Les semi-conducteurs émetteurs de lumière sont omniprésents dans la vie quotidienne, des téléviseurs et smartphones à l’éclairage. Cependant, de nombreuses barrières techniques subsistent dans le développement de matériaux semi-conducteurs respectueux de l’environnement. En particulier, les semi-conducteurs à l’échelle nanométrique, des dizaines de milliers de fois plus petits que l’épaisseur d’un cheveu humain (environ 100 000 nanomètres), sont théoriquement capables d’émettre une lumière vive, mais en pratique, leur émission a toujours été extrêmement faible. Des chercheurs du KAIST ont désormais développé une nouvelle technologie de contrôle de surface qui surmonte cette limitation.
Le KAIST a annoncé le 14 janvier qu’une équipe de recherche dirigée par le professeur Himchan Cho du Département de science et génie des matériaux a développé une technologie fondamentale pour contrôler, au niveau atomique, la surface d’amas à taille magique (MSC) de phosphure d’indium (InP)* — des particules semi-conductrices nanométriques considérées comme des matériaux semi-conducteurs écologiques de nouvelle génération.*
Le matériau étudié par l’équipe est connu sous le nom d’amas à taille magique, une particule semi-conductrice ultra-petite composée de seulement quelques dizaines d’atomes. Parce que toutes les particules ont une taille et une structure identiques, ces matériaux sont théoriquement capables d’émettre une lumière extrêmement précise et pure.
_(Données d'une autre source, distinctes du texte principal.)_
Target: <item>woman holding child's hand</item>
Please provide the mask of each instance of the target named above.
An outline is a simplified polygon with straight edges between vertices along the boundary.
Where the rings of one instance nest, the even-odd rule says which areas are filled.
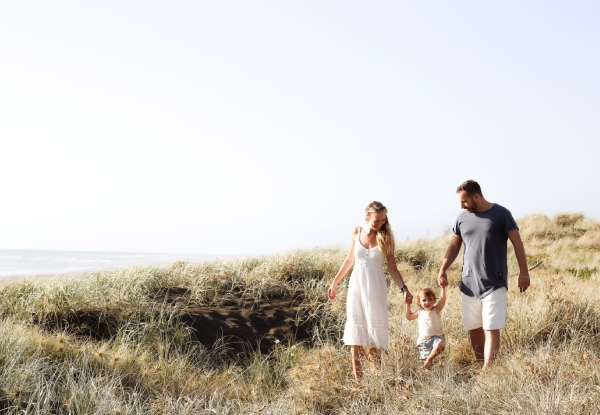
[[[327,290],[329,299],[335,299],[339,282],[354,266],[346,299],[344,343],[351,348],[352,369],[357,380],[362,379],[363,347],[369,348],[369,361],[374,368],[380,350],[386,349],[389,342],[385,262],[392,280],[404,295],[404,302],[412,303],[412,295],[396,265],[394,234],[387,209],[379,202],[371,202],[365,214],[365,224],[352,230],[348,255]]]

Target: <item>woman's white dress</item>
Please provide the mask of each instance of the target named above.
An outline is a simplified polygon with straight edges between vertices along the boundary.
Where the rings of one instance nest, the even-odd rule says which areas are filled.
[[[368,249],[361,244],[360,232],[359,228],[348,284],[344,344],[385,349],[390,336],[384,257],[378,246]]]

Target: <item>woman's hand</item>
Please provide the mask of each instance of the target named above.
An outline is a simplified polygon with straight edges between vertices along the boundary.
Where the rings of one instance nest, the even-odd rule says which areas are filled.
[[[332,282],[331,286],[327,290],[327,297],[329,297],[330,300],[335,300],[335,292],[336,291],[337,291],[337,284],[335,282]]]

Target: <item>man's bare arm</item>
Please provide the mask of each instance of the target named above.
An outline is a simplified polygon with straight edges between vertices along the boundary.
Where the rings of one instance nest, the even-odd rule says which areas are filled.
[[[461,246],[462,238],[458,235],[454,235],[452,237],[452,240],[450,241],[448,249],[446,249],[446,253],[444,254],[444,259],[442,261],[442,266],[438,274],[438,284],[440,285],[440,287],[445,287],[448,285],[448,276],[446,275],[446,271],[448,271],[448,268],[450,268],[450,265],[452,265],[452,263],[458,256]]]
[[[529,269],[527,268],[527,255],[525,255],[525,246],[521,240],[521,234],[518,229],[508,231],[508,239],[515,249],[515,256],[519,264],[519,291],[524,292],[531,284],[529,278]]]

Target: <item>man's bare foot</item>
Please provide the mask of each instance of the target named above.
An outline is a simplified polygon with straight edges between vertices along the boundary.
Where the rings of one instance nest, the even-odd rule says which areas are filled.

Cependant, en raison de leur taille extrêmement petite (1 à 2 nanomètres), même des défauts de surface infimes provoquent la perte de la majeure partie de la lumière émise. En conséquence, l’efficacité de luminescence est restée inférieure à 1 % jusqu’à présent.
Précédemment, ce problème était abordé en gravant la surface avec des produits chimiques agressifs comme l’acide fluorhydrique (HF). Cependant, les réactions trop brutales endommageaient souvent le semi-conducteur lui-même.
L’équipe du professeur Cho a adopté une approche différente. Au lieu de retirer la surface en une seule fois, elle a conçu une stratégie de gravure de précision permettant aux réactions chimiques de progresser de manière hautement contrôlée et progressive. Cela a permis d’éliminer sélectivement uniquement les sites de défauts qui entravaient l’émission de lumière, tout en préservant la structure globale du semi-conducteur. Lors de ce processus d’élimination des défauts, le fluor généré par la réaction s’est combiné avec des espèces de zinc dans la solution pour former du chlorure de zinc, stabilisant et passivant à son tour la surface du nanocristal exposée.
Résultat : l’équipe de recherche a augmenté l’efficacité de luminescence du semi-conducteur de moins de 1 % à 18,1 %. Il s’agit de la performance la plus élevée jamais rapportée à ce jour parmi les nano-semi-conducteurs ultra-petits à base de phosphure d’indium, ce qui correspond à une multiplication par 18 de la luminosité.
Cette étude est particulièrement significative car elle démontre, pour la première fois, que les surfaces de semi-conducteurs ultra-petits — considérées auparavant comme quasi impossibles à contrôler — peuvent être modifiées avec précision au niveau atomique. La technologie devrait trouver des applications non seulement dans les écrans de nouvelle génération, mais aussi dans des domaines avancés comme la communication quantique et la détection infrarouge.
Le professeur Himchan Cho a expliqué : « Ce travail ne consiste pas simplement à fabriquer des semi-conducteurs plus brillants, mais à démontrer à quel point le contrôle atomique de la surface est critique pour atteindre les performances souhaitées. »
Article : Overcoming the Luminescence Efficiency Limitations of InP Magic-Sized Clusters – Journal : Journal of the American Chemical Society – Méthode : Meta-analysis – DOI : Lien vers l’étude
* Phosphure d’indium (InP) : un semi-conducteur composé d’indium (In) et de phosphore (P), considéré comme une alternative écologique n’utilisant pas d’éléments dangereux comme le cadmium.